While LAPD Chief Charlie Beck has said that he hopes the refusal to honor federal detention requests will improve trust for police in immigrant communities, we can hold our applause for the police here. Monday's decision was the result of ass-covering more than good-doing. An April decision in an Oregon federal court found that a local county, not the feds, were liable for keeping a woman beyond her release date in order to transfer her into ICE hands.

It's the sort of attitude that relies upon and reproduces racism and xenophobia, which continues to punish immigrants, undocumented or otherwise.

Los Angeles doesn't want that liability if and when Fourth Amendment lawsuits are filed by detainees held while eligible for release. In the Oregon case, for example, a judge ruled that it had been unconstitutional to detain a woman for two weeks without requisite probable cause or judicial determination. Municipal police departments can scant afford the payouts if courts nationwide follow Oregon's precedent and rule detainees eligible for damages.

Undocumented immigrant remains found in South Texas mass grave. Read more here.

ICE's response to the LA decision, meanwhile, reflected wrong-headed assumptions about immigrant communities and criminality.
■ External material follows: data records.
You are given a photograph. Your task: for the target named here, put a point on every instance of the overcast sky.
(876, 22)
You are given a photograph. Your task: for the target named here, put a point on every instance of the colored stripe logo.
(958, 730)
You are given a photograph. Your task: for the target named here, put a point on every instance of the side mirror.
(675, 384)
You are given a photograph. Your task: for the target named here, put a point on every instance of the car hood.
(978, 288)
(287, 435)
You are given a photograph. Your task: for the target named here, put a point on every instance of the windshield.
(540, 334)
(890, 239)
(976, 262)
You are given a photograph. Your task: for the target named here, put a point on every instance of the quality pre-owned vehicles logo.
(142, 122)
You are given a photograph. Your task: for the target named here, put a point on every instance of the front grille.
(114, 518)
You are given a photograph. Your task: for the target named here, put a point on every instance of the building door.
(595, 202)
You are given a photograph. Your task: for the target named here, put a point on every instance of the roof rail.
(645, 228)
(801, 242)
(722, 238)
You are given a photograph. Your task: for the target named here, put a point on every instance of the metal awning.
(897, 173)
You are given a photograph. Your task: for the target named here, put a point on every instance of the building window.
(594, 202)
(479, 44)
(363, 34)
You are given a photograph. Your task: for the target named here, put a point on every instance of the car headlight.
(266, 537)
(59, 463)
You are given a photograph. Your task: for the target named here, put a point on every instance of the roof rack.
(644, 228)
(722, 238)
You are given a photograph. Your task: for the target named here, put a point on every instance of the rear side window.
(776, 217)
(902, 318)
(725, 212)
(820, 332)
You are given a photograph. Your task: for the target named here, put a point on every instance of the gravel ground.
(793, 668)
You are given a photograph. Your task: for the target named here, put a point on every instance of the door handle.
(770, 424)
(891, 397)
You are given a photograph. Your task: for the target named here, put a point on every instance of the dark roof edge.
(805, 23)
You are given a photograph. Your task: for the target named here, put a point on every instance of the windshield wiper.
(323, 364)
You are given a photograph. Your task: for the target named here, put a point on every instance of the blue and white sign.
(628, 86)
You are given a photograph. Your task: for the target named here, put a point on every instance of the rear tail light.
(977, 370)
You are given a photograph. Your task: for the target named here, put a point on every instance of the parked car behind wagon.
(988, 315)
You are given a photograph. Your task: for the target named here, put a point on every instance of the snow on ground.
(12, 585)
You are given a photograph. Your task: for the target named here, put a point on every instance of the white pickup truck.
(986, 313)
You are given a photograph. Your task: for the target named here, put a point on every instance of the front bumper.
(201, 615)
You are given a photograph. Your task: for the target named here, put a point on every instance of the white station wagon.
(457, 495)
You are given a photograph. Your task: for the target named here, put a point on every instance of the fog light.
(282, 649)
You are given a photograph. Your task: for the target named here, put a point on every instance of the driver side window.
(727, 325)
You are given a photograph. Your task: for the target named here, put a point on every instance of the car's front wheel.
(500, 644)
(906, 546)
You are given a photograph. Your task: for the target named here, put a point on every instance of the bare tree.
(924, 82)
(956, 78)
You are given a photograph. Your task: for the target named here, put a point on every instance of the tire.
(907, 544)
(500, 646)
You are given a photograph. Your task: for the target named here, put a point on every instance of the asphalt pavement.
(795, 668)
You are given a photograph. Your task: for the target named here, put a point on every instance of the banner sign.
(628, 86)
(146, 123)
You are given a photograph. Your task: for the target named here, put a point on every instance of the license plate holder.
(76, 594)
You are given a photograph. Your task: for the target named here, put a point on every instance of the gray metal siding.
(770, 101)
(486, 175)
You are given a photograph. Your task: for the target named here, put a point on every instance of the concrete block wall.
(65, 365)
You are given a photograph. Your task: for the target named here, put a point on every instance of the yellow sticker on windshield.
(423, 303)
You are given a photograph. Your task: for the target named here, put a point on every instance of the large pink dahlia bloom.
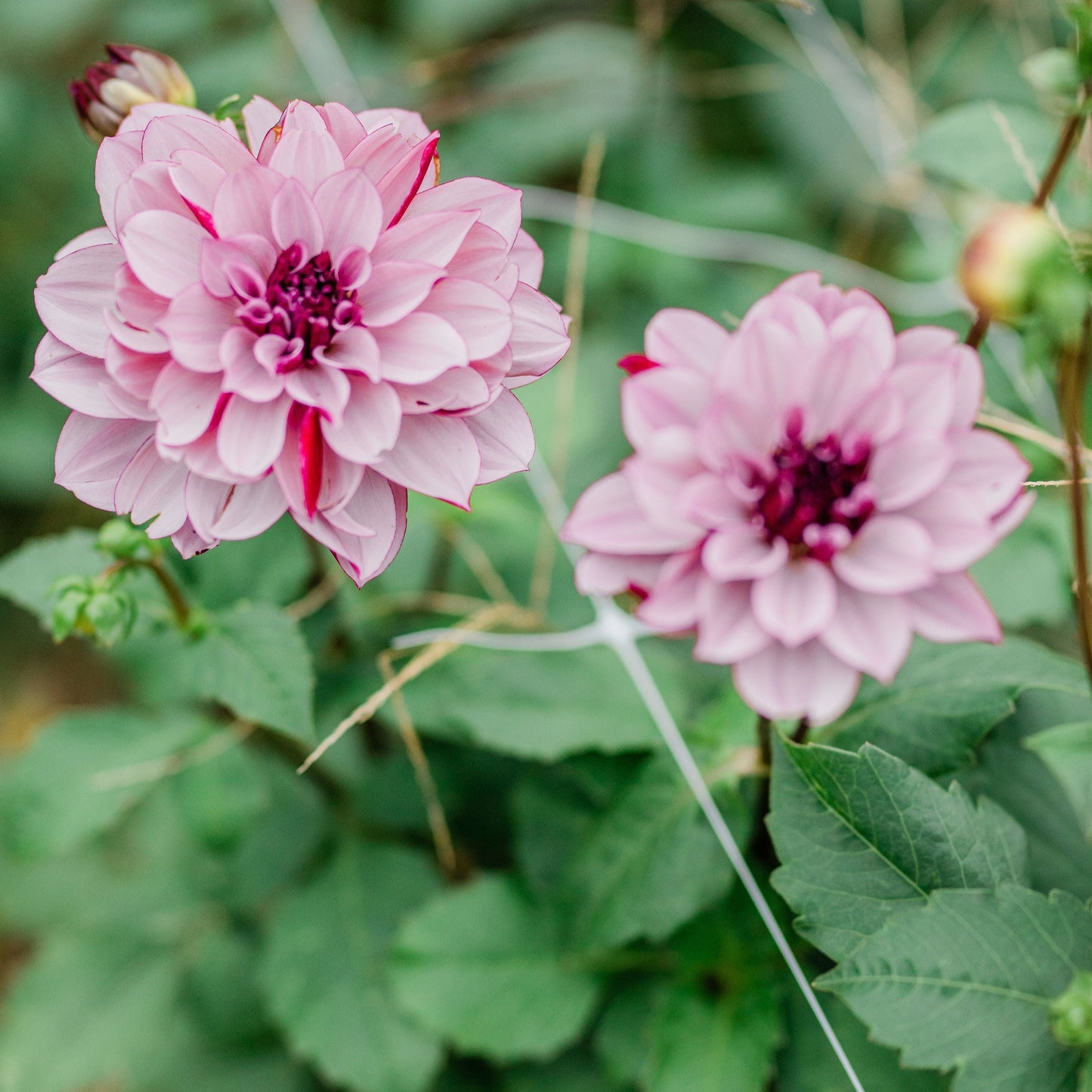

In a statement, ICE said, “When law enforcement agencies turn criminals over to ICE rather than releasing them into the community, it enhances public safety and the safety of law enforcement." There's so much wrong with this statement it's hard to even parse. Firstly, if a "criminal" has served the jail time designated for a given offense, he or she deserves to be freed, not further detained.

ICE's assumption seems to be that America's arrested and undocumented, having brushed against an overzealous justice system, are dangerous to the communities from which they are all too often aggressively plucked by the authorities. It's the sort of attitude that relies upon and reproduces racism and xenophobia, which continues to punish immigrants, undocumented or otherwise.

San Francisco joins trend of stopping holds on undocumented immigrants. Read more here.

The LAPD has said that it will not hold detainees for ICE, but that ICE agents will still be contacted when arrestees are flagged for possible immigration violations upon their fingerprints being run. This highlights again how Monday's decision is, for the LAPD and other police departments making similar calls, a matter of dodging liability more than ensuring the fair treatment of undocumented immigrants. At best, one hopes the upshot will be fairer treatment for those arrested while in precarious immigration situations.